Mardi, 28 avril 1840.

« Chère Madame, chers amis, je suis bien en retard et en négligence, ce semble, avec vous ; il n’y a pas de ma faute ; j’achève de tout à l’heure seulement un grand article Nodier pour la Revue, qui m’occupe depuis quinze jours sans relâche. Mon Port-Royal est publié et en route vers vous : il y a trois exemplaires de moi, l’un pour vous, l’un pour M. Monnard, l’autre pour M. Vinet ; le reste est de Renduel à M. Ducloux. Ce livre réussit fort ici et surpasse mes désirs. M. Royer-Collard, le patron de la chose, a donné le ton en en parlant tout haut, et nos belles dames ou nos beaux messieurs jasent à ravir depuis huit jours de la Mère Angélique.
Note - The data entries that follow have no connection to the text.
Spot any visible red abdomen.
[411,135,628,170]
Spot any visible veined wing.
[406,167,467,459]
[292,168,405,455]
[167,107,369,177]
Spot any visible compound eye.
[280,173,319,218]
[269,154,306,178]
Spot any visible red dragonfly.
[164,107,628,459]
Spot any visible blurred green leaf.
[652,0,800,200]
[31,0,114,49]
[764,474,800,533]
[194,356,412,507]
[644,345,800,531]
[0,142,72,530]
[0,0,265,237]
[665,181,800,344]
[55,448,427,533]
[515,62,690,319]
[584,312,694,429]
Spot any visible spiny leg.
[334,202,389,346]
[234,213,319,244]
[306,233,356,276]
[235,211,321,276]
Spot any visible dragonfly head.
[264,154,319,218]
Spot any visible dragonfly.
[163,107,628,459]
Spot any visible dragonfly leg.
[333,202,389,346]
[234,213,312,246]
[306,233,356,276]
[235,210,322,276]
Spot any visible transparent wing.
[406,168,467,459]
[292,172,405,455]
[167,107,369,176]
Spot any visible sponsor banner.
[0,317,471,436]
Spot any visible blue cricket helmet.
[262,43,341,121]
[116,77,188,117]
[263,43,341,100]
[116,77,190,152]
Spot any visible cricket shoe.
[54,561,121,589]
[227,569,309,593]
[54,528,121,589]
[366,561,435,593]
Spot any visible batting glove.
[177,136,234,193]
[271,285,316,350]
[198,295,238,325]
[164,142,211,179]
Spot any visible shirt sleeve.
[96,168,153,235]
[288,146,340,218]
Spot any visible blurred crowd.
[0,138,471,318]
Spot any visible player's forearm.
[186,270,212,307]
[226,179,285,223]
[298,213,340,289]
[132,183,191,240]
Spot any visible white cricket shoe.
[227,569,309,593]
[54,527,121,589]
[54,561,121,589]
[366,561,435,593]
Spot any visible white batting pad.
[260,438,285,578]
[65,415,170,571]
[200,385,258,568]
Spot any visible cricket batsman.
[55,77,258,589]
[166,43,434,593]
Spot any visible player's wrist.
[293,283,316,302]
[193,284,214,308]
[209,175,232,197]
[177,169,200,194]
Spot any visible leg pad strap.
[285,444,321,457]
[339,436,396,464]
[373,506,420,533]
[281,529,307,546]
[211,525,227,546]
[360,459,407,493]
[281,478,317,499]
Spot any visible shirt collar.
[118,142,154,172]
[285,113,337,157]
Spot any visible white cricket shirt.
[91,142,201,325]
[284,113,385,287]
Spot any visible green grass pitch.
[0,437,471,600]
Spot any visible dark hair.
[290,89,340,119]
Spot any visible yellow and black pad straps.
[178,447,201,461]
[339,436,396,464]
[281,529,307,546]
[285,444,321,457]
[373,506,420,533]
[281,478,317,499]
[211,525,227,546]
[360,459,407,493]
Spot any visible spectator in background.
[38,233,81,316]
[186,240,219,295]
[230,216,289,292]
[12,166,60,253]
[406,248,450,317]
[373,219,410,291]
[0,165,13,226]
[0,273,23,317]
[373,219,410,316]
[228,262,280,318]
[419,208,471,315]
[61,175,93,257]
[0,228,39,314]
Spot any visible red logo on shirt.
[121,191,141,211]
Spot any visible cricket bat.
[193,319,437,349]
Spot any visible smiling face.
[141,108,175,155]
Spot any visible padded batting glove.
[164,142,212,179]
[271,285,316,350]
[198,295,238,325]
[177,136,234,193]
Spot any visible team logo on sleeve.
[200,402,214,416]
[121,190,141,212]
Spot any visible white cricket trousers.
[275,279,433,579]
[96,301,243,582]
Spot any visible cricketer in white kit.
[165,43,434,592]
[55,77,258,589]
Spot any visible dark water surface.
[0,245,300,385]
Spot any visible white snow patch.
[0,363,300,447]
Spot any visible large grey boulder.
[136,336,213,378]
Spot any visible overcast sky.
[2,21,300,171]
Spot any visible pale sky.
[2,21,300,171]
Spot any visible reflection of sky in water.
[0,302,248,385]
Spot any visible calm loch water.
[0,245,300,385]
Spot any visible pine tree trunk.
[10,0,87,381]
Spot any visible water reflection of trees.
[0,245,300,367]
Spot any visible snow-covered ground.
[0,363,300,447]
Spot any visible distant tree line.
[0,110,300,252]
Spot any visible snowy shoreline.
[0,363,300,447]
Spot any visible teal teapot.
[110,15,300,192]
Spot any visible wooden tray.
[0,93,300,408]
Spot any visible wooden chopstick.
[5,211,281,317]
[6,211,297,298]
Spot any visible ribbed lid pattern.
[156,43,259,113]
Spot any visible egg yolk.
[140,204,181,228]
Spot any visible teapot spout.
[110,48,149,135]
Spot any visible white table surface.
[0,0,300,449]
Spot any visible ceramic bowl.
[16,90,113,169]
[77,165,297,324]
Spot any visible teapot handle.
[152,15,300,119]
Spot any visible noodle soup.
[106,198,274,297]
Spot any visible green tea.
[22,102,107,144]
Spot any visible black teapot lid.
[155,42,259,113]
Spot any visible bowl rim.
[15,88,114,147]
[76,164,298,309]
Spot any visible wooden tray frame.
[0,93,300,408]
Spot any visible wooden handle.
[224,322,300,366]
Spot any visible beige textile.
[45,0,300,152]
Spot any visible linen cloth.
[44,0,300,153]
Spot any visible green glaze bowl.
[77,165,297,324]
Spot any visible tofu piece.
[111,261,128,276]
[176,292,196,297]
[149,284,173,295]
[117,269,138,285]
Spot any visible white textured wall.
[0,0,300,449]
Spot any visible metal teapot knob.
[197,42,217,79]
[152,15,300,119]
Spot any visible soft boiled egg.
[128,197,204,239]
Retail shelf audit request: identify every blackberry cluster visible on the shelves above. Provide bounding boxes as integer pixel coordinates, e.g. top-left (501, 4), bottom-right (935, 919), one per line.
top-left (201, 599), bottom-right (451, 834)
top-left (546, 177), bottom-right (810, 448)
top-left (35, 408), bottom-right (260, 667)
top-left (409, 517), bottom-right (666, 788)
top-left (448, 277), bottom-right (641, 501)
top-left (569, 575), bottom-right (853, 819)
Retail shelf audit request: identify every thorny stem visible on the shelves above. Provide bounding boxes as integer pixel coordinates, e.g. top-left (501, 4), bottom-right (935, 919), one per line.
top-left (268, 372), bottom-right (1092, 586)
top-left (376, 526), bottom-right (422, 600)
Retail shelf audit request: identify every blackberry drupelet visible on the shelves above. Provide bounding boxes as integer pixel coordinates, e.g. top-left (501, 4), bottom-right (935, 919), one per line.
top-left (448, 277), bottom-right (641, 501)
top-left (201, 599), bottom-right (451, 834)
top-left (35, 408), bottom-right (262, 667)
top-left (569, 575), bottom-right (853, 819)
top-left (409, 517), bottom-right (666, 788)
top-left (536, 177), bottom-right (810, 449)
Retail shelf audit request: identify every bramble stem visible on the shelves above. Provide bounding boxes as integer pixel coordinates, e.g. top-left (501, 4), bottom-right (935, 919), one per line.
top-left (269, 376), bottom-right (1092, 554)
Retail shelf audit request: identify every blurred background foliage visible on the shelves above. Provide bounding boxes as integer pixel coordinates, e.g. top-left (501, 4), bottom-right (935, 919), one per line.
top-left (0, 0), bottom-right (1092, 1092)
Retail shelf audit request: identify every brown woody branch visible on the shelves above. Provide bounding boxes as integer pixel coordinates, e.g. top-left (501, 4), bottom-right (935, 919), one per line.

« Vous savez de Mickiewicz plus ou autant que moi. Je n’ai pas eu le temps de revoir M. Cousin, le rapport sur la chaire slave a paru sans que j’eusse à m’en occuper ; les journaux vont leur train, et le public est saisi de l’affaire. Il ne faut pas oublier une chose, c’est qu’il serait possible que la Chambre, qui n’avait pas été sondée à l’avance et qui ne savait ce que c’était que le slave (quand on a prononcé tous les noms de dialectes, cela les a fait rire), ne votât pas le projet de loi. Je dis que ce serait possible, et Mickiewicz doit prévoir ce cas dans son attitude là-bas ; il ne faut pas qu’il se prononce avant le vote. J’espère pourtant que son nom fera voter la loi. — De plus, il y a ici d’autres noms mis en avant comme capables, à son refus, de la chaire : quand une place est créée, il ne manque jamais de gens capables ; on cite deux noms, ce me semble, qui, au besoin, pourraient être assez appuyés ; il ne faut donc pas qu’il se prononce là-bas avant d’avoir eu à se prononcer officiellement par devers M. Cousin.